The past feels even farther away than I thought it would. I thought once I stepped inside the wreck—even though I couldn’t smell the environment or hear what’s going on around me—I’d get a sense of what it would be like to spend part of my career in this place.

But I have no sense. I’m in a dark, dreary hallway that lacks the emergency supplies I’m used to. Turtle’s moving slower than my giddy self wants, although my cautious, experienced boss self knows that slow is best.

She’s finding handholds, and signaling me for them, like we’re climbing the outside of an alien vessel. We’re working on an ancient system—the lead person touches a place, deems it safe, uses it to push off, and the rest of the team follows.

There aren’t as many doors as I would have expected. A corridor, it seems to me, needs doors funneling off it, with the occasional side corridor bisecting it.

But there are no bisections, and every time I think we’re in a tunnel not a corridor, a door does appear. The doors are regulation height, even now, but recessed farther than I’m used to.

Turtle tries each door.
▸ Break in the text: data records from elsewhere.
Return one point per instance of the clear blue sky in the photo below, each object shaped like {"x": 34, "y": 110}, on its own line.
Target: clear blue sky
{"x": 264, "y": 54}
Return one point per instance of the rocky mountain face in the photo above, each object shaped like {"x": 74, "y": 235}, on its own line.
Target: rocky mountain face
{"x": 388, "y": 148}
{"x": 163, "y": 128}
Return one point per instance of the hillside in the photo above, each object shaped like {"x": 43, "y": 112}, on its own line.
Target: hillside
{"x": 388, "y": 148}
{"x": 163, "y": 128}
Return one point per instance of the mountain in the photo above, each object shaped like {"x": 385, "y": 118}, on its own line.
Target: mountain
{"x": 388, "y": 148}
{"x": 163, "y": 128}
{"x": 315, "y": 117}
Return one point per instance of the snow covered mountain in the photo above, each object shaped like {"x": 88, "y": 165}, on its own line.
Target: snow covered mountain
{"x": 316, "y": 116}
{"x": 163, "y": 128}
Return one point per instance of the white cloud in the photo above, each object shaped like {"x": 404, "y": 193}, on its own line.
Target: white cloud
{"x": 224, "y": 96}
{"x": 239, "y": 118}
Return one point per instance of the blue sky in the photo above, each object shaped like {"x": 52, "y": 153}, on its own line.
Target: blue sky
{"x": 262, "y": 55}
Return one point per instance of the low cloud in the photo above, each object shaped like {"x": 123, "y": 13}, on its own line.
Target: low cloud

They’re all jammed or locked. At the moment, we’re just trying to map the wreck. We’ll pry open the difficult places once the map is finished.

But I’d love to go inside one of those closed off spaces, probably as much as she would.

Finally, she makes a small scratch on the side of the wall, and nods at me.

The giddy fades. We’re done. We go back now—my rule—and if you get back early so be it. I check my readout: 29:01. We have ten minutes to make it back to the hatch.

I almost argue for a few more minutes, even though I know better. Sure, it didn’t take us as long to get here as it had in the past, but that doesn’t mean the return trip is going to be easy. I’ve lost four divers over the years because they made the mistake I wanted to make now.